かかりつけの治療院待合室で。男性の患者と受付係の女性の話が弾んでいる。
「大文字見物のおすすめスポット、ありませんか」と女性。男性は地元の住民らしい。「そら、船岡山やな。左大文字が目の前。パチパチ木の焼ける音はするわ、火の粉が飛んでくるわ、迫力満点やで」。
16日は五山送り火だ。「ところで○○さん、今年もそこへ行かれるのですか」と問われた男性は「いや、ぼくは行かん。最近はマナーが悪いから」と答えた。
当夜は大型バスが競うように観賞スポットを求めて走り回り、これまで地元の人しか行かなかった場所にまで大勢の見物客が押しかけるようになった。そこで思わぬトラブルが起きるのだという。

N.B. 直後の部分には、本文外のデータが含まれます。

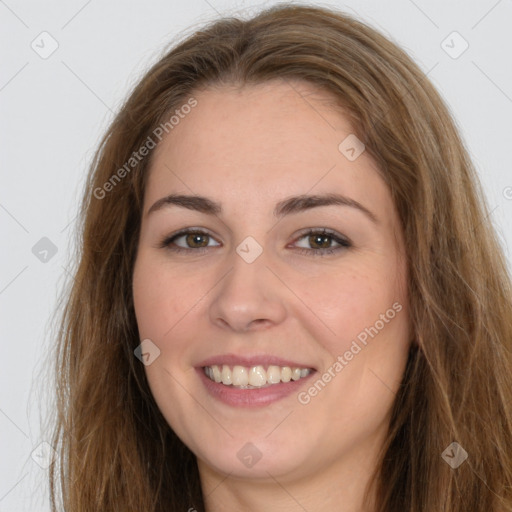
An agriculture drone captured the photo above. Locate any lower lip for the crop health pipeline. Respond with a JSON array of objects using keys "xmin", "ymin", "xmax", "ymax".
[{"xmin": 196, "ymin": 368, "xmax": 316, "ymax": 407}]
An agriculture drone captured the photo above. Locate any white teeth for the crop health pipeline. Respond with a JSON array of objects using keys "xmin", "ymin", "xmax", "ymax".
[
  {"xmin": 233, "ymin": 366, "xmax": 249, "ymax": 386},
  {"xmin": 212, "ymin": 366, "xmax": 222, "ymax": 382},
  {"xmin": 267, "ymin": 366, "xmax": 281, "ymax": 384},
  {"xmin": 249, "ymin": 366, "xmax": 267, "ymax": 388},
  {"xmin": 281, "ymin": 366, "xmax": 292, "ymax": 382},
  {"xmin": 204, "ymin": 364, "xmax": 311, "ymax": 388},
  {"xmin": 292, "ymin": 368, "xmax": 300, "ymax": 380},
  {"xmin": 220, "ymin": 365, "xmax": 232, "ymax": 386}
]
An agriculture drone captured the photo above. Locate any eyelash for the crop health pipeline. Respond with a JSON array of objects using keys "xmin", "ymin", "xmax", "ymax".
[{"xmin": 158, "ymin": 228, "xmax": 352, "ymax": 257}]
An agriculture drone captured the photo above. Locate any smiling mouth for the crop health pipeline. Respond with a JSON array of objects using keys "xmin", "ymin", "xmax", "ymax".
[{"xmin": 203, "ymin": 364, "xmax": 314, "ymax": 389}]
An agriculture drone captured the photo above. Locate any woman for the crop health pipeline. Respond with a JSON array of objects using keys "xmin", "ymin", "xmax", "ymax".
[{"xmin": 50, "ymin": 6, "xmax": 512, "ymax": 512}]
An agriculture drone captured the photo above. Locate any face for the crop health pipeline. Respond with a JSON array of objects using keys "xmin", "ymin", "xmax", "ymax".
[{"xmin": 133, "ymin": 82, "xmax": 410, "ymax": 482}]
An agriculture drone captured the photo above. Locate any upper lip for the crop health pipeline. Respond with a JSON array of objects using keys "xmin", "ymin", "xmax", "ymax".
[{"xmin": 198, "ymin": 354, "xmax": 314, "ymax": 369}]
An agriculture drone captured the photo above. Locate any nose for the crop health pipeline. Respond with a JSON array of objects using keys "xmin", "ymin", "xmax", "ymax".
[{"xmin": 209, "ymin": 247, "xmax": 286, "ymax": 332}]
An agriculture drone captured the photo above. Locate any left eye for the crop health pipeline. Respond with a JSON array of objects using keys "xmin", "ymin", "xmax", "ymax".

「ビニールシートを広げて場所取りまでする者がいる。地元の住民が注意すると、何が悪い、と食ってかかる。前に人が立つと、自分たちが見えないと文句を言う…手がつけられん」
大文字は立って見るものや、と男性は言う。午後8時、東山の大文字を皮切りに、15分ずつずらしながら北山から西山へと順番に点火されていく。見物客もそれに合わせて見る場所を少しずつ移動しながら観賞する。
「鴨川の土手のような広い場所ならともかく、狭い雑踏の中で、自分だけ好適地にデンと座って動かん、ちゅうのはいかん」。大文字は花見ではない。そもそもご先祖のみたまを送る火を横着に座って見るのがおかしい−2人の会話を聞いていて、なるほどなと思った。